Mais là n’est pas l’objet de mon propos à cette heure-ci. Monsieur le Président, Je vous écris parce que ces deux heures (un peu plus ou un peu moins, je ne saurais être précis 11 ans plus tard), nous ont permis de partager quelques idées sur l’actualité de la Côte d’Ivoire et sur son avenir. Vous m’annonciez avoir un projet de tournée dans le V Baoulé et que pour l’étape d’Attiégouakro, vous aviez recherché « un cadre d’influence », pour emprunter vos mots, et que vous me « demandiez l’autorisation » (l’expression est encore de vous), de venir sur « nos terres ». Je vous avais répondu que je m’en sentais honoré, même si je n’étais pas vraiment ce « cadre d’influence » qu’on vous avait décrit et qu’à la réalité, d’influence, je n’en avais qu’en équipe, avec les jeunes cadres de la région que j’avais rassemblés autour du développement local.

Je n’entrerai pas dans les détails de nos échanges, mais j’aimerais m’arrêter sur les rêves de grandeur que vous m’aviez annoncés pour le progrès de la Côte d’Ivoire, concluant vos propos par cet historique : « Monsieur Pemont, si vous pouvez faire quoi que ce soit pour m’aider à faire passer mes idées dans votre région, je vous en serai reconnaissant ». C’était une belle ouverture puisque, lorsque vous m’aviez, au cours de ces échanges, demandé de vous rejoindre au RDR pour en épouser la vision, je vous avais opposé un refus poli, vous disant, et je cite : « Monsieur le Président, ne vous en offusquez pas, mais je ne pourrai pas vous rejoindre au RDR, pas plus que je ne veux rejoindre le PDCI-RDA ou le FPI. Je préfère, pour l’heure, rester à équidistance des partis politiques pour continuer à rassembler les cadres, qui d’ailleurs sont de différentes sensibilités politiques, autour de nos projets de développement local puisque nous sommes une région enclavée ».

Excellence Monsieur le Président

Vous m’aviez compris. Et je puis vous affirmer que j’ai gardé cette équidistance 10 ans durant, avant d’adhérer en 2019, au PDCI-RDA, car je voulais m’essayer désormais à la politique de façon pratique. Quant à vos promesses, je vous avais dit, en somme : « Monsieur le Président, rien pour moi ; tout pour Attiégouakro, car il vaut mieux aider des populations qui vous seraient reconnaissantes en temps opportun, que de débaucher un individu qui deviendrait bien vite l’ombre de lui-même et qui ne vous apportait que sa seule voix et celles de quelques-uns de ses fidèles suiveurs. » Ce à quoi vous avez répondu : « Ça, c’est une génération ! » Monsieur le Président,
Quand vous m’avez « touché un mot » pour la présidentielle à venir, je vous avais répondu avec clarté que, pour le premier tour, connaissant les tendances dans la région, Attiégouakro voterait massivement pour le Président Bédié mais que, s’il était absent au second tour, je ferais de mon mieux pour le report des voix sur votre candidature, si vous vous qualifiez pour le second tour.
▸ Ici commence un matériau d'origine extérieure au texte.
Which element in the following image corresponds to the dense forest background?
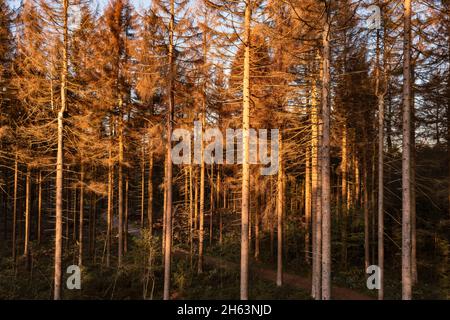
[0,0,450,299]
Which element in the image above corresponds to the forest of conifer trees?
[0,0,450,300]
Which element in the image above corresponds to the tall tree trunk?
[117,111,123,268]
[141,145,145,230]
[78,164,84,267]
[209,163,214,246]
[147,151,153,243]
[240,0,252,300]
[321,8,331,300]
[277,132,284,287]
[305,146,311,264]
[164,0,175,300]
[53,0,69,300]
[363,154,370,270]
[12,151,19,265]
[402,0,412,300]
[311,70,322,299]
[106,146,114,268]
[340,124,350,267]
[23,165,31,258]
[37,170,43,244]
[375,20,387,300]
[123,174,129,253]
[410,62,417,285]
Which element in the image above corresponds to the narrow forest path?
[174,249,373,300]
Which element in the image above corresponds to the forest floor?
[174,249,373,300]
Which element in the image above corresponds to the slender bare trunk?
[37,170,42,244]
[78,164,84,267]
[305,146,311,264]
[277,132,284,287]
[117,111,123,268]
[164,0,175,300]
[402,0,412,300]
[54,0,69,300]
[23,165,31,257]
[321,13,331,300]
[240,0,252,300]
[12,152,19,264]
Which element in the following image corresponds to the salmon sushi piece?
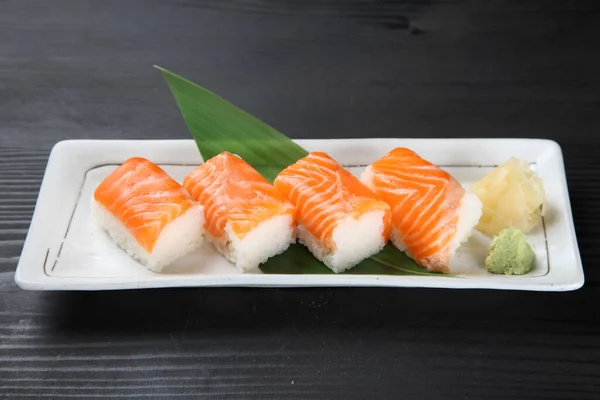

Et quand la tournée a eu lieu, à l’étape d’Attiégouakro, vous avez vu la forte mobilisation des populations. J’étais à la fois le porte-parole des cadres et des populations pour prononcer le discours de bienvenue à votre endroit, tel que cela est paru dans le numéro spécial du journal Le Patriote, consacré à cette tournée…
Dans ce discours, je vous avais soumis une dizaine de priorités pour notre région. Vous aviez compris, à l’applaudimètre, que mes propos étaient parfaitement en phase avec les vœux des populations, au point qu’à la fin de mon discours, vous vous êtes levé pour me congratuler. Et quand la présidentielle, prévue initialement pour le 29 novembre 2009, a enfin eu lieu en 2010, et que vous avez été qualifié pour le second tour, le Département d’Attiégouakro vous avait choisi à plus de 87% des voix.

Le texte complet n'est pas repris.